Legal sports betting pitched as California budget salve
SACRAMENTO - Two state lawmakers on Thursday pitched legalized sports betting as a way to help prop up a state budget devastated by the economic shutdown designed to slow the spread of the coronavirus, though their revised proposal immediately reignited a turf battle between powerful gambling interests.
State Sen. Bill Dodd, D-Napa, and Assemblyman Adam Gray, D-Merced, are lobbying to put a constitutional amendment on the November ballot that would allow horse racetracks and the Las Vegas-?style casinos run by American Indian tribes to also offer sports wagering, both at their locations and through mobile devices.

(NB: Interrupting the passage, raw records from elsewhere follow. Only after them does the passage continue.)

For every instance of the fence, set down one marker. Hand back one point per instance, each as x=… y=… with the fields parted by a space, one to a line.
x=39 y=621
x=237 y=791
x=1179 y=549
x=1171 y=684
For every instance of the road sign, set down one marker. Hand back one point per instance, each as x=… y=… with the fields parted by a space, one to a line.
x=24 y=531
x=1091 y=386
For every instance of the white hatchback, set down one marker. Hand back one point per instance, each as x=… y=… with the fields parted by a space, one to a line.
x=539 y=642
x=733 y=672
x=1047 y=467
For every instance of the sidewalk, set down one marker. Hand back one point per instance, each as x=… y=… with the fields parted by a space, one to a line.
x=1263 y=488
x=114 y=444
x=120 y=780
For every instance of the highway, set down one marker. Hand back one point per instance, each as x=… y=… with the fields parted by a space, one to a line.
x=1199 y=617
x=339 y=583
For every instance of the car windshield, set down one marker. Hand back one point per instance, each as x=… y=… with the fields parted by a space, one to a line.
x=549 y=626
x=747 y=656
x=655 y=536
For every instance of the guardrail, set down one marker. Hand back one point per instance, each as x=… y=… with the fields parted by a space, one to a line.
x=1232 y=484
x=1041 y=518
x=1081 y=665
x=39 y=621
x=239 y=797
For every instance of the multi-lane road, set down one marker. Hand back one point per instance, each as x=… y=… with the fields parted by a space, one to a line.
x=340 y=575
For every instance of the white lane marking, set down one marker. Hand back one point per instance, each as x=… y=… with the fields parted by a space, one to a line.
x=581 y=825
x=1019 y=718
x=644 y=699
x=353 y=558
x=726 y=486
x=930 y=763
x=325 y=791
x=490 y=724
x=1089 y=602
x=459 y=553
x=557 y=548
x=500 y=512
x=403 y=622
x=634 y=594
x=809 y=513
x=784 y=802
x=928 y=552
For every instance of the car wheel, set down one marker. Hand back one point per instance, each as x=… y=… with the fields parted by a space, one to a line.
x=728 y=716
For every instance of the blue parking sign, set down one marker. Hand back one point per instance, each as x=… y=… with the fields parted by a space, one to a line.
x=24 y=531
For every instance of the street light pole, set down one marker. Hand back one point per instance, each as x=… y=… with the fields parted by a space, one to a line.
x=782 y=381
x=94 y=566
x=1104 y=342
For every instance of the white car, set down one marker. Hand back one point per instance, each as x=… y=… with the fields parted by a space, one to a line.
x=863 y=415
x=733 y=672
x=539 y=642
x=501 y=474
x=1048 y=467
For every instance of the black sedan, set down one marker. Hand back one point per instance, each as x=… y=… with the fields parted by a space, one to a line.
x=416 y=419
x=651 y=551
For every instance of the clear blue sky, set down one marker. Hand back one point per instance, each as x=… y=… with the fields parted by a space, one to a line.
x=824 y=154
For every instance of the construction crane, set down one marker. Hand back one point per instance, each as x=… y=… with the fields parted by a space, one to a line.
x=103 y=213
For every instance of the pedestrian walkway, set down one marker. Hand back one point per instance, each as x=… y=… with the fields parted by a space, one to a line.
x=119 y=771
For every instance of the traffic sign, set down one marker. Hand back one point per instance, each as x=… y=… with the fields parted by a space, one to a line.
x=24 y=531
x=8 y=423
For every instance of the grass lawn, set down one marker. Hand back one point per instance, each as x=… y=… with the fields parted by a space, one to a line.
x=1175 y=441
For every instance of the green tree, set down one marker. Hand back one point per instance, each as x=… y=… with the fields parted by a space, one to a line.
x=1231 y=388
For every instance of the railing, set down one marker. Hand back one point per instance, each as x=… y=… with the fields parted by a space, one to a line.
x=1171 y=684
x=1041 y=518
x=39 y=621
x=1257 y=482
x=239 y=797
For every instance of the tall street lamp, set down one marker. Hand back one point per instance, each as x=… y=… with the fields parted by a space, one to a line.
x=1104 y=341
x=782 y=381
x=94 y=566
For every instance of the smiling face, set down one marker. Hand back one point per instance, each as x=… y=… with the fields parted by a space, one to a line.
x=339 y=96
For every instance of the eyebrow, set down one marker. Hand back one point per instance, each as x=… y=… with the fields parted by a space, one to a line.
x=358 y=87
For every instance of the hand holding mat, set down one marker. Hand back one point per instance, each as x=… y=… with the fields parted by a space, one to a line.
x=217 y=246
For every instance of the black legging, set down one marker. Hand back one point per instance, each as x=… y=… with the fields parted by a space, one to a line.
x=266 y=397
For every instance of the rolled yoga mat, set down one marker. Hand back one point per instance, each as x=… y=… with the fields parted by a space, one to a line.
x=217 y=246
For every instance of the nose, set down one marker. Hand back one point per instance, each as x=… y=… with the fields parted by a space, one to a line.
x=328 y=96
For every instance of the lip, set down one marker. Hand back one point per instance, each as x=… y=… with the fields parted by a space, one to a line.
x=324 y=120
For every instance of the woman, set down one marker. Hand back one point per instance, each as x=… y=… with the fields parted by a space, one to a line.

The proposal, like others before it, is controversial in part because of competition with gambling interests including card rooms, which offer table games like blackjack and poker.
The legislation would also allow tribal casinos to offer craps and roulette, but the California Nations Indian Gaming Association fears it would aid card rooms by legalizing a practice that the state attorney general last year sought to outlaw.
Card rooms say the attorney general’s regulatory proposal would change the way player-dealer games have operated for decades. The tribal casinos contend that those operations have long been illegal and that writing them into law now would amount to “a massive expansion of games” by their rivals.
It would take a two-thirds legislative vote to put the lawmakers’ measure on the ballot, and a majority of voters would then have to approve.
The state would impose a 10% tax on gross revenue for onsite gambling and a 15% tax on online wagering. The two lawmakers said that could eventually raise $500 million to $700 million.